Teens With Inflammatory Bowel Disease at Higher Risk for Opioid Abuse

15 Sep Teens With Inflammatory Bowel Disease at Higher Risk for Opioid Abuse

Teens With Inflammatory Bowel Disease at Higher Risk for Opioid AbuseRecurring opioid painkiller use is relatively common in teenagers with inflammatory bowel disease, especially among those individuals who also have substantial indications of mental health problems, according to findings from a team of U.S. researchers.

Inflammatory bowel disease (IBD) is the collective name for a group of conditions that produce serious and ongoing inflammation in the digestive tract. In a study published in February 2015 in the journal Clinical Gastroenterology and Hepatology, researchers from two U.S. institutions looked at the frequency of prescription opioid use among teenagers and younger children diagnosed with IBD. The researchers concluded that recurring opioid medication use in these age groups is unusually common, even though current guidelines do not support the ongoing use of opioids for IBD treatment.

Inflammatory Bowel Disease

Two main conditions fall under the heading of inflammatory bowel disease: Crohn’s disease and ulcerative colitis. People with Crohn’s disease develop chronic inflammation in the linings of their small intestines and/or their colons (large intestines). In many cases, lining inflammation eventually penetrates to deeper levels of digestive tract tissue. People with ulcerative colitis experience a combination of ulcer development and chronic inflammation in the deeper layers of the linings in their colons and rectums. Two other conditions—lymphocytic colitis and collagenous colitis—are also sometimes included in the IBD category, although they differ from both Crohn’s disease and ulcerative colitis in important ways.

No one knows precisely why inflammatory bowel disease occurs in any given person, although genetic predisposition and a dysfunctional immune system may each play a role in some cases. Known risk factors for IBD include being age 29 or younger, having a close family member with IBD, using cigarettes, living in a city and having a Caucasian or Ashkenazi Jewish racial/ethnic background. Doctors can use a range of medications to treat the symptoms of inflammatory bowel disease, including corticosteroids and other anti-inflammatories, antibiotics and immune system suppressors. In some cases, acetaminophen is used to ease the pain associated with IBD. However, opioid medications do not appear on the list of generally used medications for IBD-related conditions.

Teenagers and Prescription Opioid Abuse/Misuse

Every year, the National Institute on Drug Abuse uses data from a nationally representative, University of Michigan-led project called Monitoring the Future to track the number of teenagers in America who inappropriately consume two well-known opioid medications: Vicodin (which contains an opioid substance called hydrocodone) and OxyContin (which contains another opioid substance called oxycodone). In 2014, 4.8 percent of the nation’s 12th graders used Vicodin inappropriately at least once, while 3.3 percent misused OxyContin. Among 10th graders, the annual rates of Vicodin and OxyContin misuse were 3.4 percent and 3 percent, respectively. Among eighth graders, the annual rate of abuse/misuse for both Vicodin and OxyContin stood at 1 percent.
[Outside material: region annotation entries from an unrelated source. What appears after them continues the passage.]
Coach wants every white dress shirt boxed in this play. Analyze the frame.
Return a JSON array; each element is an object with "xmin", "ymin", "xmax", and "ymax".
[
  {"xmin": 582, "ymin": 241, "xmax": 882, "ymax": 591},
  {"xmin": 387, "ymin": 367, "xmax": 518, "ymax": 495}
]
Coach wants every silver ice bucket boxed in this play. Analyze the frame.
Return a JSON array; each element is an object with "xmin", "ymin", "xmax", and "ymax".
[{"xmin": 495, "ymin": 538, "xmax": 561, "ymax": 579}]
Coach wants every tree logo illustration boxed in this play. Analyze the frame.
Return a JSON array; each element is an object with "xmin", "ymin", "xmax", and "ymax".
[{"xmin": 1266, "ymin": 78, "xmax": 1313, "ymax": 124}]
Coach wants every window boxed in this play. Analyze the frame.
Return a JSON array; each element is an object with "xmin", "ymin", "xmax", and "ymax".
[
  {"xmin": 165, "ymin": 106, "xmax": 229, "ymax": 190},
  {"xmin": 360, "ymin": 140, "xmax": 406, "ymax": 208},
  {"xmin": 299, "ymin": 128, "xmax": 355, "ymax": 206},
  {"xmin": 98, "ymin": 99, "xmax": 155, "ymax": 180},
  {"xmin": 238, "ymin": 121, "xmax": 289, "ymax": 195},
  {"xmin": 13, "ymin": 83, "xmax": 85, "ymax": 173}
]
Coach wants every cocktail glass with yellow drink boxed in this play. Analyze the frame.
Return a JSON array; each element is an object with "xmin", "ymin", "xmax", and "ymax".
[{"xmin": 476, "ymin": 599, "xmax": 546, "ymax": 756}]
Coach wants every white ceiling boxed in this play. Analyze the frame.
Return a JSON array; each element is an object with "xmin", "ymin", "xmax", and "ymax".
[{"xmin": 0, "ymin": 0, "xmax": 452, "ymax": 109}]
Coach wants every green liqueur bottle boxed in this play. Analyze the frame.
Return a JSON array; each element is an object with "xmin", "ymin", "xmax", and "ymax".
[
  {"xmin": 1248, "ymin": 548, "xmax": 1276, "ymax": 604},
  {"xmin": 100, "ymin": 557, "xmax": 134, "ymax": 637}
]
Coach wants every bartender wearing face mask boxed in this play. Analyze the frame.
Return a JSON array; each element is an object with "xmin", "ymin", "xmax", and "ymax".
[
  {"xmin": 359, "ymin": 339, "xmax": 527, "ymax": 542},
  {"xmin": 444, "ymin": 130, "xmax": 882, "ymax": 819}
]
Opioid Use in Teens With IBD

In the study published in Clinical Gastroenterology and Hepatology, researchers from the University of North Carolina at Chapel Hill and the pharmaceutical company GlaxoSmithKline used hospital data from 4,344 children below the age of 18 to help determine how often teenagers and younger children with inflammatory bowel disease inappropriately and recurrently consume an opioid medication. All of the teens and younger children in this group had received an IBD diagnosis; the project also included a comparison group of 21,720 people in the same age range unaffected by IBD. The researchers set a threshold of three or more occasions of opioid medication use as the minimum standard for recurring or chronic opioid consumption.

After reviewing the data, the researchers concluded that roughly 5.6 percent of all teens and younger children with inflammatory bowel disease qualify as chronic opioid painkiller consumers, even though the use of these medications is inconsistent with the recommended course of treatment for their condition. In contrast, just 2.3 percent of teens and younger children in the general population use/misuse an opioid painkiller. When they further analyzed the available data, the researchers concluded that teenagers with IBD are substantially more likely to inappropriately consume an opioid medication if they have significant mental health issues (including symptoms of anxiety and/or depression). Other factors associated with an increased rate of use/misuse include being closer to age 18, having a broken bone and having a generally high rate of healthcare use.

The study’s authors believe that increased awareness of inappropriate opioid painkiller use among teens and younger children with IBD may help prevent opioid intake and the potential addiction-related and non-addiction related consequences of opioid intake in this age group.